Per MSU’s retention schedules, DDC messages have historical value and must be preserved and made accessible. The original file formats—MSG (Windows PC) or EML (Apple Macintosh)—could be converted to MBOX or EML (if necessary), de facto preservation format standards for e-mail, and accessed in nearly any e-mail program. With the DDC messages functioning as unidirectional memos, however, the University Archives & Historical Collections (UAHC) decided to take a simpler approach and convert them to PDF format. The original appearance of the message would be retained, including the header.
UAHC chose the PST Viewer software to normalize the messages to PDF format. PST Viewer provides PDF export functionality, detaching and making available any attachments. Because UAHC uses Archivematica processing software to ingest digital files into its repository system, the PDFs would be normalized to PDF/A format for preservation and the original PDF retained as the access copy. Attachments would be ingested and normalized for preservation and access following their respective format rules.
Every few weeks, the latest DDC messages are deposited in a specially designated e-mailbox. An archivist moves them to a staging area and uses PST Viewer to normalize them to PDF format. For easier arrangement of the resulting files, the PST Viewer profile is set as shown in Figure 1.
Within PST Viewer, the archivist navigates to the directory containing messages of interest and exports them to a designated directory. In that directory, messages and attachments are arranged into folders. Names of folders, as well as PDF files of messages without attachments, are appended with the date of the original message in the yyyy-mm-dd format. Spaces in names are replaced with underscores using the Renamer tool.

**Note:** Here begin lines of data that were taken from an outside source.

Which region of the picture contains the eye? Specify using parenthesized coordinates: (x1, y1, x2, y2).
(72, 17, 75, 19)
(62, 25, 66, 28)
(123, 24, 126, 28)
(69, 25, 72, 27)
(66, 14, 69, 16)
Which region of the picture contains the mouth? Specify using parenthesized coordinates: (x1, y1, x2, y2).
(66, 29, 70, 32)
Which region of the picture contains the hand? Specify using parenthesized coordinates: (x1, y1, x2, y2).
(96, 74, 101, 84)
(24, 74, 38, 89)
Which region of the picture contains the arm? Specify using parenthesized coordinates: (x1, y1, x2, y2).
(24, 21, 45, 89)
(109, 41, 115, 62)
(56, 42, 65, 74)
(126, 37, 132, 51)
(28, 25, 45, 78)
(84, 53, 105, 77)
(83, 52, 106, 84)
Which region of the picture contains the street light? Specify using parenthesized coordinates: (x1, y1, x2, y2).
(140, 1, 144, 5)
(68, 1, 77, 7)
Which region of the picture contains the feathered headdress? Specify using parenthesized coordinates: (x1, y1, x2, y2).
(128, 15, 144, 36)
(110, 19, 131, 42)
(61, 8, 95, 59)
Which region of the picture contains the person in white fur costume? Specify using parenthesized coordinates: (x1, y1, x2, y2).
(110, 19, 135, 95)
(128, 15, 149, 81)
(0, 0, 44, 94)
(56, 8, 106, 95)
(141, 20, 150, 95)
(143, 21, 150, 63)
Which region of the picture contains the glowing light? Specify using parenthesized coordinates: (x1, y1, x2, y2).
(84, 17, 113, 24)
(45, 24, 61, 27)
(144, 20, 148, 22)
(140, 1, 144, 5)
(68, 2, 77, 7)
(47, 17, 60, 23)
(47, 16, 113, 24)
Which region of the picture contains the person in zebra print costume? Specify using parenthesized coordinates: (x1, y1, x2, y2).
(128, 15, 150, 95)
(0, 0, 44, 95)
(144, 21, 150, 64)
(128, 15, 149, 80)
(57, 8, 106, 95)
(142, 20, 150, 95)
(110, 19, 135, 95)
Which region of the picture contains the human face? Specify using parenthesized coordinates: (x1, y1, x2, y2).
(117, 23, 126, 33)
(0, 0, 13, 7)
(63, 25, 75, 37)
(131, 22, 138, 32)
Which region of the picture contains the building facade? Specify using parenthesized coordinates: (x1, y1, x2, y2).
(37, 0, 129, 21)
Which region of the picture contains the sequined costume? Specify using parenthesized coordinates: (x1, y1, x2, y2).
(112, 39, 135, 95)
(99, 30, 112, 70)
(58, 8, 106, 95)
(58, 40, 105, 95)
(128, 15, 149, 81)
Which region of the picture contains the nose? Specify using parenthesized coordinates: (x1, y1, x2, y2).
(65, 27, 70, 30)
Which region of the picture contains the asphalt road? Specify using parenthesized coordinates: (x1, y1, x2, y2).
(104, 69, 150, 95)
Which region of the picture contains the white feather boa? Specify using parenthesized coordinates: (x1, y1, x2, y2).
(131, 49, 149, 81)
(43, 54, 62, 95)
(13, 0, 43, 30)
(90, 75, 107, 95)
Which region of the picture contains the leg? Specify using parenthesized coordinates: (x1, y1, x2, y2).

Messages are then examined to identify office of origin and moved to folders labeled with that office’s record group number, following UAHC’s classification system. For example, the record group number for the Office of the President is UA 2.1. Each record group folder is assigned an accession number and ingested into the archival repository as a Submission Information Package (SIP), generating Metadata Encoding and Transmission Standard (METS) files containing metadata; Archival Information Packages (AIPs) containing PDF/As and preservation copies of attachments; and Dissemination Information Packages (DIPs) containing the PDFs and access copies of attachments. Finally, the Archivists’ Toolkit collection management system is updated to include the e-mail memos in finding aids.